Ma copine, plus maligne que moi, est allée à la pharmacie. Elle est revenue avec un tube de Biafine gros comme mon bras. Le soulagement. C'est gras, ça colle, mais ça a calmé le feu immédiatement. J'en mettais une couche épaisse avant de dormir. C'est la seule chose qui a vraiment marché. Un bon soin après-soleil, c'est la base.

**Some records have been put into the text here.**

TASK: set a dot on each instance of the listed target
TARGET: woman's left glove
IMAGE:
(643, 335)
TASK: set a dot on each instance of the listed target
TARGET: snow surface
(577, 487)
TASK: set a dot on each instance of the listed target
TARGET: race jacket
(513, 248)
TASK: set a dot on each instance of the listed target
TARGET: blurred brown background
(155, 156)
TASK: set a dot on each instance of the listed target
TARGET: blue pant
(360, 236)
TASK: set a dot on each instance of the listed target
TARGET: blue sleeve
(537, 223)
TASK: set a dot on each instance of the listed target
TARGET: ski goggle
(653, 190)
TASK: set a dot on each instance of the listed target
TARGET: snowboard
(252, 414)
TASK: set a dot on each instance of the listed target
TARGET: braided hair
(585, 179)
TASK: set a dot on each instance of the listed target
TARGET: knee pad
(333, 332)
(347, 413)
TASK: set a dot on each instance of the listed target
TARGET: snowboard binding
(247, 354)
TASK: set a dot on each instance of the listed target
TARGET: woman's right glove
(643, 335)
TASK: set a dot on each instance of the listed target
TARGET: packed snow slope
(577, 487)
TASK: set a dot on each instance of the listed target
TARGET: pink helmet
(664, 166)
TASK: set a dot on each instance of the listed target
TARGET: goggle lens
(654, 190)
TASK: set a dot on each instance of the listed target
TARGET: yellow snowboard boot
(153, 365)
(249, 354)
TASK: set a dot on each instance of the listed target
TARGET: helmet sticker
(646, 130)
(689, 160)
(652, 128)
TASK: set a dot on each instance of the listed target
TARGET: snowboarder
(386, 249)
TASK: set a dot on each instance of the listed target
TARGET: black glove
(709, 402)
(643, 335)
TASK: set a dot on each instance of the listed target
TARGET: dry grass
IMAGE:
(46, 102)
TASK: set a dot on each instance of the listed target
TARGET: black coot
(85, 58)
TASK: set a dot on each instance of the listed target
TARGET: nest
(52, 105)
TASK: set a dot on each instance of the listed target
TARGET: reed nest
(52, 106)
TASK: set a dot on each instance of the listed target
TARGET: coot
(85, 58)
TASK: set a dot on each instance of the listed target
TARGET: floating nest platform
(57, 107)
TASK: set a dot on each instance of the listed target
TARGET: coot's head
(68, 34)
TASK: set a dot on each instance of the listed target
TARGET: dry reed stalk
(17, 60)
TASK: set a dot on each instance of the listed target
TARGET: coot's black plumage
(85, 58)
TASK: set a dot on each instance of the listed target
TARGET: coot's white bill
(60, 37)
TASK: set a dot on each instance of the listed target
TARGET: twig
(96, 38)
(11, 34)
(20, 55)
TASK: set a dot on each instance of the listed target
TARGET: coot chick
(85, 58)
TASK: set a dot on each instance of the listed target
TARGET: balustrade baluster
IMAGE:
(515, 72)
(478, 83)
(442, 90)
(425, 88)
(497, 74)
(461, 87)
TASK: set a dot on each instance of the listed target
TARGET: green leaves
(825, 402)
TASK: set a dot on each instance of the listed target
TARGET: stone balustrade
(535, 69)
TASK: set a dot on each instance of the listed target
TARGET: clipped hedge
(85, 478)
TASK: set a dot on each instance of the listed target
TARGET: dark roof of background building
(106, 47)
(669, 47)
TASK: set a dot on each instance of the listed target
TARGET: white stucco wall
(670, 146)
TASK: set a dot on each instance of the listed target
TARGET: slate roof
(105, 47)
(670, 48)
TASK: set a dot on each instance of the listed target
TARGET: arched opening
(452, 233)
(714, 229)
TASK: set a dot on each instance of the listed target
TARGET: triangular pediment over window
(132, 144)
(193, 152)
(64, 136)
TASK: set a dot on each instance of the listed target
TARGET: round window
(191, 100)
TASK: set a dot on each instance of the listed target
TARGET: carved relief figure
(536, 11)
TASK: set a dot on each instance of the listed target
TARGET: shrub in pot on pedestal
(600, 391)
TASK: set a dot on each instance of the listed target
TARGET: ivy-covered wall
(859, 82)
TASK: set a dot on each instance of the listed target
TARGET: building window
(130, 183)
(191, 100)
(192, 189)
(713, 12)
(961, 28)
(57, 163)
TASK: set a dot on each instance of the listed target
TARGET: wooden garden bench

Et j'ai bu. De l'eau, de l'eau, et encore de l'eau. J'avais l'impression d'être un désert ambulant. Il faut réhydrater de l'intérieur, c'est super important pour que la peau se répare plus vite.

Le reste des vacances, c'était t-shirt anti-UV pour aller à l'eau. La honte, mais la nouvelle peau est tellement fragile. Une minute au soleil et elle crame direct. Faut la protéger à fond.

Peau qui pèle : que faire ?

  • Hydrater massivement : appliquer un soin après-soleil ou une crème très grasse plusieurs fois par jour.
  • Boire beaucoup d'eau pour aider la peau à se régénérer.
  • Ne pas arracher les peaux mortes. Laisser tomber naturellement.
  • Éviter l'eau chaude et les gommages.
  • Protéger du soleil la nouvelle peau avec un écran total (SPF 50+).

Comment puis-je traiter la desquamation de ma peau ?

La peau mue. C'est un fait. La desquamation n'est pas une maladie. C'est le cycle. Normalement. Invisible.

Quand elle se montre, c'est un excès. Un déséquilibre. Alors, on gère. On apaise. On ne la "traite" pas comme une infection. On la comprend.

  • Hydratation intense. C'est le premier geste. L'eau manque.
  • Crèmes émolliantes. Pour sceller l'hydratation. Comme un bouclier mince.
  • Exfoliation très douce. Pour aider le corps. Éviter d'agresser davantage. On n'ajoute pas le feu au feu.

La peau, mémoire silencieuse des vents et des soleils passés. Elle parle. Parfois. Par une desquamation excessive. Le corps avertit. La négligence a un prix. J'ai vu ma mère toujours mettre sa crème, même enfant. Elle avait raison. La régularité. Ça compte.

Un peu comme la vie. On ne répare pas l'usure, on la ralentit. On adapte. Les facteurs externes pèsent. Le froid. Le vent sec. Les changements de température.

  • Nettoyants doux, sans sulfates. L'agression est inutile.
  • Éviter l'eau trop chaude. C'est une épreuve pour l'épiderme.
  • Protection UV. Toujours. La lumière accélère tout.
  • Alimentation équilibrée. Huiles saines. Vitamines. Le dedans. Reflète le dehors.

Elle tombe, chaque jour. Des millions de cellules. Une perte constante. On croit maîtriser, on ne fait qu'accompagner. C'est une renaissance permanente. Un acte involontaire. Inéluctable. La nature suit son cours. Ma peau, celle de tous.